"Selama ini kapasitas produksi rumput laut kering 180 ribu ton per tahun. Tahun ini kami tingkatkan menjadi 200 ribu ton," kata Ketua Umum Asosiasi Rumput Laut Indonesia (ARLI) Safari Azis di sela-sela Simposium Ke-21 Rumput Laut Internasional (International Seaweed Symposium/ISS) di Nusa Dua, Bali, Senin.
Dari kapasitas produksi yang mencapai 180 ribu ton itu, sebanyak 169 ribu ton atau senilai 200 juta dolar AS untuk memenuhi pasar ekspor.
Selama ini di pasar ekspor, Indonesia bersaing dengan Filipina. "Namun untuk jenis eucheuma cottonii kualitas produk kita tetaplah nomor satu di dunia," kata Ketua Panitia Nasional ISS itu.

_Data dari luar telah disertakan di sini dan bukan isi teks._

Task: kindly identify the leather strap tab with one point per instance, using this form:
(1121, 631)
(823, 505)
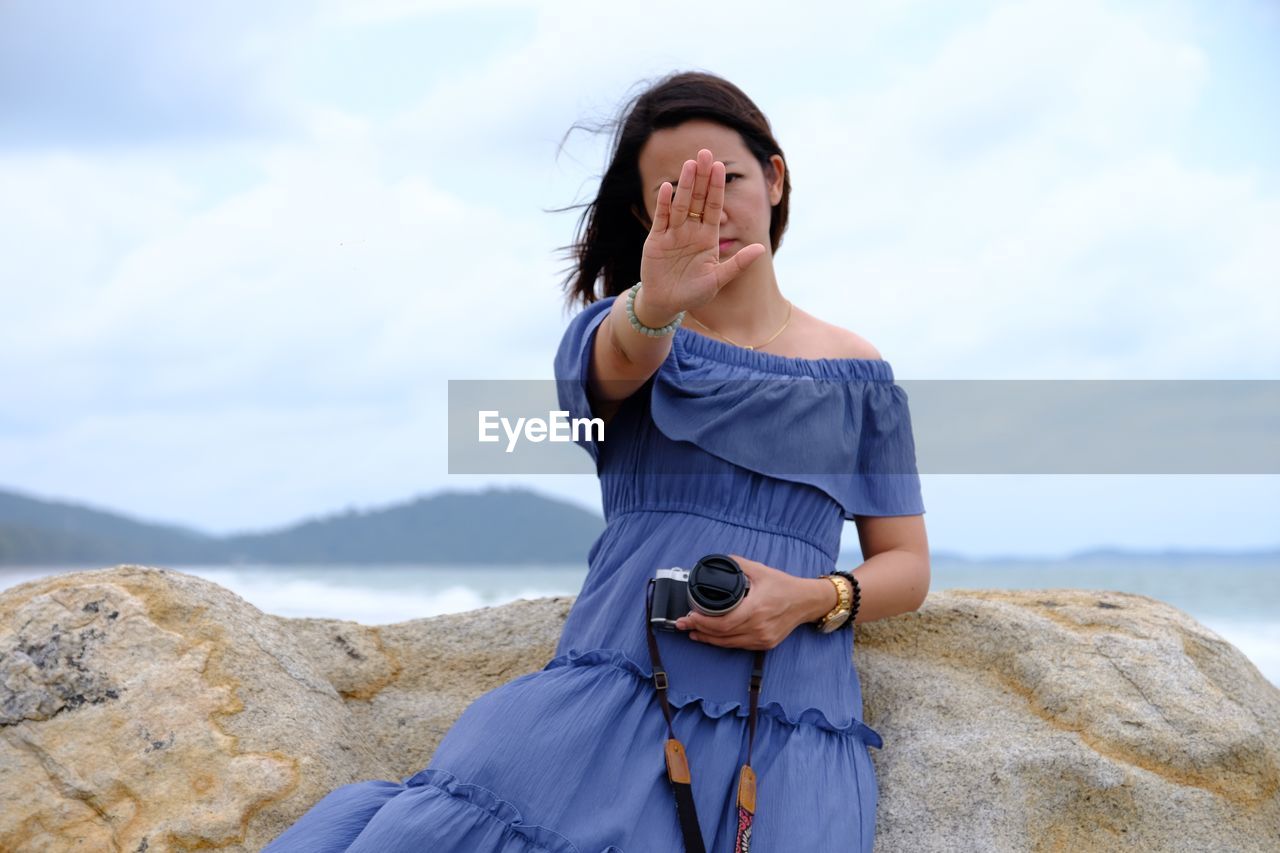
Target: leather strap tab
(677, 762)
(746, 789)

"Secara keseluruhan di Indonesia ada 16 industri pengolahan rumput laut. Paling banyak berada di kawasan Indonesia timur," katanya.

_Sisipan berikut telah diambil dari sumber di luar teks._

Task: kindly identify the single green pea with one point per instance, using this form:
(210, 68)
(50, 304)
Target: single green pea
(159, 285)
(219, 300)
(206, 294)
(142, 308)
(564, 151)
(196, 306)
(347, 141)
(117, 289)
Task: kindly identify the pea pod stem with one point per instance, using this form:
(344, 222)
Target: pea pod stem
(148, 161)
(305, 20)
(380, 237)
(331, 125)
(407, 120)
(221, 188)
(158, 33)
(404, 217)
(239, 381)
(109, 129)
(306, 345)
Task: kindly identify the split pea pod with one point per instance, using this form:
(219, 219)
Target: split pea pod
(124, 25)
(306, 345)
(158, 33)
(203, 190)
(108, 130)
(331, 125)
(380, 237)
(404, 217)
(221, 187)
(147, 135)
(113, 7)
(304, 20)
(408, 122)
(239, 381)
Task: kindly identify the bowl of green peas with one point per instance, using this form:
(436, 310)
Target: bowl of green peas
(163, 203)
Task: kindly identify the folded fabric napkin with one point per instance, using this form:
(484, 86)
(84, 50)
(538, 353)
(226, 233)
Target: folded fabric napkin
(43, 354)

Dengan makin bertambahnya industri pengolahan rumput laut, ARLI meminta pemerintah memberikan insentif dan fasilitas lainnya untuk meningkatkan penerimaan devisa dan menggairahkan petani rumput laut yang selama ini tersebar di daerah-daerah terpencil.

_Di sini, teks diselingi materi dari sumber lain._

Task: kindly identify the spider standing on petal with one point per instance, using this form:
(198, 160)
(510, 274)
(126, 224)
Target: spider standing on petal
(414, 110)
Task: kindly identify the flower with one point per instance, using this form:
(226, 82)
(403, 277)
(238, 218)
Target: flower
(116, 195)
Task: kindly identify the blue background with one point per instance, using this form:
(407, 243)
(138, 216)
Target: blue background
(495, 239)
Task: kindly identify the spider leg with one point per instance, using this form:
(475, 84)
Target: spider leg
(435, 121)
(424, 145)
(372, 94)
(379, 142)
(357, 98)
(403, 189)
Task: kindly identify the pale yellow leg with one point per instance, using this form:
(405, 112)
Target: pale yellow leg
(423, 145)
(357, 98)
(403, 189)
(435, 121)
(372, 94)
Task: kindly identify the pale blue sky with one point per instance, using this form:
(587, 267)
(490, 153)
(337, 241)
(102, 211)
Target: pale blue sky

"Kalau bisa hapus saja pajak-pajak yang secara tidak langsung dapat menghambat perkembangan industri rumput laut," katanya mengusulkan.
Indonesia menjadi tuan rumah "21st ISS" yang dihadiri 700 peserta dari 50 negara pada 21-26 April 2013 di Nusa Dua, Kabupaten Badung.
ISS merupakan ajang tiga tahunan sejak pertama kali digelar di Edinburgh, Skotlandia, pada 1952. Sebelum di Bali, ISS terakhir kali digelar di Ensenada, Meksiko, pada 2010.